The slogan at the checkout counter of the convenience store throbs with fat, bold type and is garnished with exclamation points. It is not to be missed.
"WHEN YOU BELIEVE, ANYTHING'S POSSIBLE!!"
Oh, there's always a disclaimer, isn't there? That nasty faith thing. If I'd just believe, I could be the lucky sap who strides into the boss's office with that "take this job and shove it" grin and strolls out of the building into a chauffeur-driven limousine, shedding dollar bills to the wind like autumn leaves, like the bills flying from that spooky-looking motorcycle driver in the Geico commercial. It could happen.
Of course, the only thing I know that will happen is that I will give the clerk a $5 bill and he will give me the large Dr Pepper my son asked for and a smattering of change. But, sigh, I might as well use the latter for a Mega Millions ticket, too, for surely I believe at least as strongly as the scores of suckers in front and in back of me in this line, some of them so bereft of faith that they feel the need to supplement their chances to the tune of $20, $50 or more.
This is unsettling business, this dealing in dreams. But who can resist? I comfort myself with the delusion that I have not wasted my dollar, that for less than the price of that Dr Pepper, I have bought myself a few hours in which to fantasize about the problems I would solve, the friends and family I would lavish with generosity, the races I could run all over the world, the houses I could buy, the novels I would have time to write and the resources to publish.

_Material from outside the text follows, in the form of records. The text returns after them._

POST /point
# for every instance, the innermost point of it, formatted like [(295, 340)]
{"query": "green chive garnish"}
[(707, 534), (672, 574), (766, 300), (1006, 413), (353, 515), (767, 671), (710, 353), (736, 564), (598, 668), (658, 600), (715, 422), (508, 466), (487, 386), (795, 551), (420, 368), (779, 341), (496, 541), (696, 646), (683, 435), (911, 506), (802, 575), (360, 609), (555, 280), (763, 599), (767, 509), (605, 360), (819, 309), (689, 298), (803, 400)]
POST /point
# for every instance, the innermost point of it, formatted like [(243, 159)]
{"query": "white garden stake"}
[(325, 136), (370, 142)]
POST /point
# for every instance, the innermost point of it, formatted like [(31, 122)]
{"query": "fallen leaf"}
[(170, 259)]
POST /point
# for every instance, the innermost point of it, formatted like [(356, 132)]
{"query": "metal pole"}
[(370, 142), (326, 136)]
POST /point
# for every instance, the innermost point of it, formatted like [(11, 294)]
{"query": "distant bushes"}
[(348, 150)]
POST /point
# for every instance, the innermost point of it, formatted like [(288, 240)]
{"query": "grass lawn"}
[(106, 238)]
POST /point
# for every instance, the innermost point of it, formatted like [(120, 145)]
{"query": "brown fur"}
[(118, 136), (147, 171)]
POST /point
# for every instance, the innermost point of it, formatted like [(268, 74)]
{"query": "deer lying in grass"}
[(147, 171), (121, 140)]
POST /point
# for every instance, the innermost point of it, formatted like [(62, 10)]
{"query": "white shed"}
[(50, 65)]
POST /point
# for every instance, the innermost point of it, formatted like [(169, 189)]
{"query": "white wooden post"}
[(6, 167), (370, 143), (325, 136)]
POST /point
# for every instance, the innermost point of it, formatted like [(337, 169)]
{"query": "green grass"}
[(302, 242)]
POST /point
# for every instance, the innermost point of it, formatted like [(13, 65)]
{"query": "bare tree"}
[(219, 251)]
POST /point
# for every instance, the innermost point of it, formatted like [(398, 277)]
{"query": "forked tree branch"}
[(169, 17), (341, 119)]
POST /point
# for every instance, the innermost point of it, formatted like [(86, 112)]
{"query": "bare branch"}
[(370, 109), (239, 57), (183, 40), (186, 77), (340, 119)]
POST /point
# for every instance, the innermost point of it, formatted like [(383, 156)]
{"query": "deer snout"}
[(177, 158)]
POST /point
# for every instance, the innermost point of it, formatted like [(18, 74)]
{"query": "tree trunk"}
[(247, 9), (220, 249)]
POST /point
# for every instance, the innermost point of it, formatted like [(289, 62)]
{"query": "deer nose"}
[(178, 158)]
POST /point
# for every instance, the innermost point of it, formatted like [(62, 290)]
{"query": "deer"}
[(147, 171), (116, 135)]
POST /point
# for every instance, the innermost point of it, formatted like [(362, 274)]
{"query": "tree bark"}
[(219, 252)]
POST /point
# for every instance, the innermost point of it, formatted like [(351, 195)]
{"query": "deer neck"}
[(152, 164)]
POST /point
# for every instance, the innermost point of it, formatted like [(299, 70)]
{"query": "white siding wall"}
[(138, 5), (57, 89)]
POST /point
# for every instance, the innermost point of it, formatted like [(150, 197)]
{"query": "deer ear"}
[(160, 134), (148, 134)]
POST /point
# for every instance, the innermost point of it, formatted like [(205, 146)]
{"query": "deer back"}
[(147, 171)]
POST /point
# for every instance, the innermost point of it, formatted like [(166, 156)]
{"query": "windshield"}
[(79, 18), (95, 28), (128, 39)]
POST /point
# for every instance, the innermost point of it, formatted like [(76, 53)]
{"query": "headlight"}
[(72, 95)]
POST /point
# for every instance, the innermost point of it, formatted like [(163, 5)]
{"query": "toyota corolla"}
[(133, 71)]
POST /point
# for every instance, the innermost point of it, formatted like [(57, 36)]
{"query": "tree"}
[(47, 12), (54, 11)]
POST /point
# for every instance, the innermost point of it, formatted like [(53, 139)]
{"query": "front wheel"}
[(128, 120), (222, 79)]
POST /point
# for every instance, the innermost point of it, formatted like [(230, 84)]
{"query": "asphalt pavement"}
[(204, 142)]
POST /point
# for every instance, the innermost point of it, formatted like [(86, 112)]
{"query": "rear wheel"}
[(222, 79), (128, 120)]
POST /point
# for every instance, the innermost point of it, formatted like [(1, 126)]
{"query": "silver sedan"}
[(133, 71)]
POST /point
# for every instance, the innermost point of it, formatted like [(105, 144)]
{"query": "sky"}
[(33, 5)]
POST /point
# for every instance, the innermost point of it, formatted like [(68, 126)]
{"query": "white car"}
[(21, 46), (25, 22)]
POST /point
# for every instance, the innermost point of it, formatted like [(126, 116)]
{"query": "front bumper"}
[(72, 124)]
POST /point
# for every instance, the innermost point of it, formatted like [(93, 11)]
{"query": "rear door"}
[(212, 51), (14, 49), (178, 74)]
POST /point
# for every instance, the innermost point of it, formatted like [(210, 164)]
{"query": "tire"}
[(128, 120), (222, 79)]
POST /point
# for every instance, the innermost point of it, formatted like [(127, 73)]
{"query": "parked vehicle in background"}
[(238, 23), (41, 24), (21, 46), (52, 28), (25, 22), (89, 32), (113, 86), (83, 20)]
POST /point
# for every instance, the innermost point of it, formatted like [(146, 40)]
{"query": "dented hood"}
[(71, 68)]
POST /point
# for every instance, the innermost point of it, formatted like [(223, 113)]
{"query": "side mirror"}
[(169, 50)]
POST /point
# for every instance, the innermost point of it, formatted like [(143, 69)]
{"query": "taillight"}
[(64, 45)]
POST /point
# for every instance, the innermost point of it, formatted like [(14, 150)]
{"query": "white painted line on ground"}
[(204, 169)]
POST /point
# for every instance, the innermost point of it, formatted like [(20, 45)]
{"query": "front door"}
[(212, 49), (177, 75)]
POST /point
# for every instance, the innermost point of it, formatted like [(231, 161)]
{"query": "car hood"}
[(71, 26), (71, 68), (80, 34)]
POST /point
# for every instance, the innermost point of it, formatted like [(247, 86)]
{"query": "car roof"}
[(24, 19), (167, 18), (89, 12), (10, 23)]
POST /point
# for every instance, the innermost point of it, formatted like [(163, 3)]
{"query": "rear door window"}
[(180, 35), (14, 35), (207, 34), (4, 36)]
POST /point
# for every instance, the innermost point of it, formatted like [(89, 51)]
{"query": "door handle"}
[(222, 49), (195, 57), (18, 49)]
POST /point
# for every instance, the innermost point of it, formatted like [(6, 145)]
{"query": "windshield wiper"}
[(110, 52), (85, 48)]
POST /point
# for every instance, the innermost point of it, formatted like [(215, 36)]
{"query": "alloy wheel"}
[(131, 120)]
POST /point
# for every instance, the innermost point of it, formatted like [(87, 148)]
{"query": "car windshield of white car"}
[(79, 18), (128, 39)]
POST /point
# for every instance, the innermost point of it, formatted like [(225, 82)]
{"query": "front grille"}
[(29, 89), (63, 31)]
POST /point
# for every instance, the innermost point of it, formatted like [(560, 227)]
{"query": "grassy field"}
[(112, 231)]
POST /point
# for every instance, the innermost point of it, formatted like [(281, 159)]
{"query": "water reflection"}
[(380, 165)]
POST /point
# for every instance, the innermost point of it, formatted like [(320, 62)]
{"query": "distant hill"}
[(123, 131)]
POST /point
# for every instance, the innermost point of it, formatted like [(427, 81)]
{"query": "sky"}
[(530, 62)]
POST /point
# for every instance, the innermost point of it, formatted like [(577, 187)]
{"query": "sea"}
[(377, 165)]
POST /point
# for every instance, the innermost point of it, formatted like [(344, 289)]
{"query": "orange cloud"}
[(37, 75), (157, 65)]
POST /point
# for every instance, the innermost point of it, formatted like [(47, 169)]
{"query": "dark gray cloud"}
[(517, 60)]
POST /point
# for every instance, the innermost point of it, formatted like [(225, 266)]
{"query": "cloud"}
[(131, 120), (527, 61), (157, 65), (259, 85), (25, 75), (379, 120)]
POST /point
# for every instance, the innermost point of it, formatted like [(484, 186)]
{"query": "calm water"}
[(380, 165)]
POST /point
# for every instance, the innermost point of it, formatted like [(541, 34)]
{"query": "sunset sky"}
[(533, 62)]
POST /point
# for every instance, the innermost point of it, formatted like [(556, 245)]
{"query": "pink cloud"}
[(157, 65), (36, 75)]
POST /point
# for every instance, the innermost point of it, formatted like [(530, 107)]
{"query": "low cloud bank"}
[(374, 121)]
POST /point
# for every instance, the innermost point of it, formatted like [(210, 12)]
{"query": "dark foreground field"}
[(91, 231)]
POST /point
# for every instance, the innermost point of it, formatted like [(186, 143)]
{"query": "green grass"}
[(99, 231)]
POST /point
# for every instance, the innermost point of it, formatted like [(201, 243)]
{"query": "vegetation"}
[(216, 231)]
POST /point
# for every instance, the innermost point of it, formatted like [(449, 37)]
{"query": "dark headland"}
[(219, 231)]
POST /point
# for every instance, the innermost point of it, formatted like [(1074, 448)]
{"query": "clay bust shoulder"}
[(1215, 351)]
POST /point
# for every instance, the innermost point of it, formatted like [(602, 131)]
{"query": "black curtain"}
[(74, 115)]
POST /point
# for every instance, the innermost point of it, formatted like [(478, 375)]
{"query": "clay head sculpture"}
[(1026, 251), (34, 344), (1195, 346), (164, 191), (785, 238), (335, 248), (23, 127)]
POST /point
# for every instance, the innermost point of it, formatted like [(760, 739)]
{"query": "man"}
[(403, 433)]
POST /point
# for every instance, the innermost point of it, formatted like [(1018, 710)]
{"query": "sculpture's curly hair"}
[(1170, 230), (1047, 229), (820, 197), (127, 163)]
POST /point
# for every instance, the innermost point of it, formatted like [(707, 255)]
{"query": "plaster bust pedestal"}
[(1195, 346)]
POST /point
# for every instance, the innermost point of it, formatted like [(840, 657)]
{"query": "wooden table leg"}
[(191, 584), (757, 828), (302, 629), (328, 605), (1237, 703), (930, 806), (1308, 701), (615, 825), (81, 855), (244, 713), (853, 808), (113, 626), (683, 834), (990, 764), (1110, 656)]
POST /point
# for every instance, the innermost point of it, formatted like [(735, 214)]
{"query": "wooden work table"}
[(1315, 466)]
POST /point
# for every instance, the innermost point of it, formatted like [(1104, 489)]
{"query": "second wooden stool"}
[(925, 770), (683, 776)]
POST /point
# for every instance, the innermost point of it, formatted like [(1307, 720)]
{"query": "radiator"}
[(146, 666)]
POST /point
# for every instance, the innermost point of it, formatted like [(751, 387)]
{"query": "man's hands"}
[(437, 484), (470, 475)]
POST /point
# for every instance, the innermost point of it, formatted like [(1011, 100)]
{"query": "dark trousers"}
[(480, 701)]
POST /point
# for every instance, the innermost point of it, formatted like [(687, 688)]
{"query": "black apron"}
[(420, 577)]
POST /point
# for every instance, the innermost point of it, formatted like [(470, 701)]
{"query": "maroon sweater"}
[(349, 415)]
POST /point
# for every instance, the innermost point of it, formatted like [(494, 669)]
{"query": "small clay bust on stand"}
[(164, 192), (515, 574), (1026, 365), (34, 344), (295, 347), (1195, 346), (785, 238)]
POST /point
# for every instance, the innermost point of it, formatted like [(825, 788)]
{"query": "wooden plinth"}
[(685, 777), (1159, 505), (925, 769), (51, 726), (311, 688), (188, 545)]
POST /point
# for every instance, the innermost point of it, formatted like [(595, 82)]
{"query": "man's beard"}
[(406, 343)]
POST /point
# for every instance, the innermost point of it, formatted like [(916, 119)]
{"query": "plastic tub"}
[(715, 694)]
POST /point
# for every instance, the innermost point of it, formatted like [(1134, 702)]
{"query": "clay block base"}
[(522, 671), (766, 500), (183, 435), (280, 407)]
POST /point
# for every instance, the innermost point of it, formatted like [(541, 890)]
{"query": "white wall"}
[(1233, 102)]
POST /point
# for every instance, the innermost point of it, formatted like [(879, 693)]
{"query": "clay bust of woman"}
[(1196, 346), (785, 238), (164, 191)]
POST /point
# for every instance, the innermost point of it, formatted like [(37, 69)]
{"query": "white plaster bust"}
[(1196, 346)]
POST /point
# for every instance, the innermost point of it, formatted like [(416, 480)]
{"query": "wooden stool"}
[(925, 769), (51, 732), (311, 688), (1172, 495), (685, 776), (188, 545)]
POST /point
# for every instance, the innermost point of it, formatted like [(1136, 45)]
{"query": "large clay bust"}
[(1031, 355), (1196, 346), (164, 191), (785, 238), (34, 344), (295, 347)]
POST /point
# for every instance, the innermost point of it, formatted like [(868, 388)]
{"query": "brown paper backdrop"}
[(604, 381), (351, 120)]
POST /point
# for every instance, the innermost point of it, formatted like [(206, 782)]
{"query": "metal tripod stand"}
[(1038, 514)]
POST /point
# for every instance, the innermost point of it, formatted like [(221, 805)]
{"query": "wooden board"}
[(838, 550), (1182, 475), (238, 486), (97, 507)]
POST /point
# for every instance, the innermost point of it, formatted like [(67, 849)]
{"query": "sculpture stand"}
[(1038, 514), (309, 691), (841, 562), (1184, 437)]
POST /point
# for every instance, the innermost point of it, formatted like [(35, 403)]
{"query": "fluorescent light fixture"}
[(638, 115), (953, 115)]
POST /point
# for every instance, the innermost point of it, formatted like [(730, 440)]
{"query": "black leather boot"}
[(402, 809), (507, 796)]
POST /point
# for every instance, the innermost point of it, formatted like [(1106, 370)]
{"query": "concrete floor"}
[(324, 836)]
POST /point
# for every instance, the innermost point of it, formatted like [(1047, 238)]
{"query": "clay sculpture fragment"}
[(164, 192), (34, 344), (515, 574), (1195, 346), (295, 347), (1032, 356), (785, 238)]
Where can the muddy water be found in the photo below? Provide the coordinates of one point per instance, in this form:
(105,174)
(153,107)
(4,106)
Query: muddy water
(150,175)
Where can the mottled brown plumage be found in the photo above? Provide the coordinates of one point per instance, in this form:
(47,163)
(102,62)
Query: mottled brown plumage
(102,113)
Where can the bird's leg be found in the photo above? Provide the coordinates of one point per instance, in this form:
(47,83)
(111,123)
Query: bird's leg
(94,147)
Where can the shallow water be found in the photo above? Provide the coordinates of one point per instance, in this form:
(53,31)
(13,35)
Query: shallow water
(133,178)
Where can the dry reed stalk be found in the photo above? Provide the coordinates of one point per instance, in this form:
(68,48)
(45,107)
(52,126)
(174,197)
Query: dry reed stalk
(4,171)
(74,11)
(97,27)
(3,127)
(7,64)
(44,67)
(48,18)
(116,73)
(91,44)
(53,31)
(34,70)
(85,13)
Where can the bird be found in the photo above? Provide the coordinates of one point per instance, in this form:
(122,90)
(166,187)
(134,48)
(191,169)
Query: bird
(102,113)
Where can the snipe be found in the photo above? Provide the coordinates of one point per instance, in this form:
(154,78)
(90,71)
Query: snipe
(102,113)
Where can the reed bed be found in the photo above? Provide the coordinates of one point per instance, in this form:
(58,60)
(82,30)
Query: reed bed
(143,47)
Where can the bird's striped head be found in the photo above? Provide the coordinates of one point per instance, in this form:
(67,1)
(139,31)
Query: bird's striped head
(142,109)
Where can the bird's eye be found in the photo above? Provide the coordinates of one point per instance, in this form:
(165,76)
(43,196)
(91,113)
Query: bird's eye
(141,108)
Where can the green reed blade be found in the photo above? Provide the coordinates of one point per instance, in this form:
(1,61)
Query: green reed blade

Why unsettling? For one thing, because I think I and the others swarming into convenience stores in this senseless late rush are buying more than a chance to dream, we are also buying a hope. And it is a false one. And it is being fostered in the excited tones of my own newspaper and, worse, in the urgings and proddings of my government. A newspaper's job, I can console myself, is to reflect the excitement and the passions surging within the communities it serves, and besides, we have not been shy about reporting both the ludicrous improbability of winning this so-called jackpot and the ironic curse that the history of past winners tells us is more likely than blessing to accompany the matching of all the numbers. But I cannot find a comfortable rationalization, much less justification, for a role of government that teases and deludes its citizens with the baseless fabric of a vision of earthly paradise.
If this is, as advocates claim, harmless fun, why is it that such a preponderance of those who play is composed of the poor and the weak-willed, those for whom the apathetic arithmetic is an annoying inconvenience and unrealistic fantasy is the only source of tangible hope for better things?
I walk out of the store without looking at my numbers. I know they are nonsense. I know that as I write this on Tuesday afternoon for Thursday publication, I will not have to eat my words. Indeed, had I eaten my dollar bill, I would at least have gotten some nourishment from this exercise. No, my problems will remain undiminished. My friends and family will have to suffer their various financial slings and arrows at least until the next mega-bubble. The races will go unrun, the homes unbought, the novels delayed yet a while longer.
Someone -- from Georgia and California, as it turns out -- who believes more strongly than I is preparing for that joyous staredown with the boss that, truth be told, I'm not really inclined toward anyway. Oh, I checked the numbers, of course, between the completion of this writing and its publication. After all, anything is possible, right?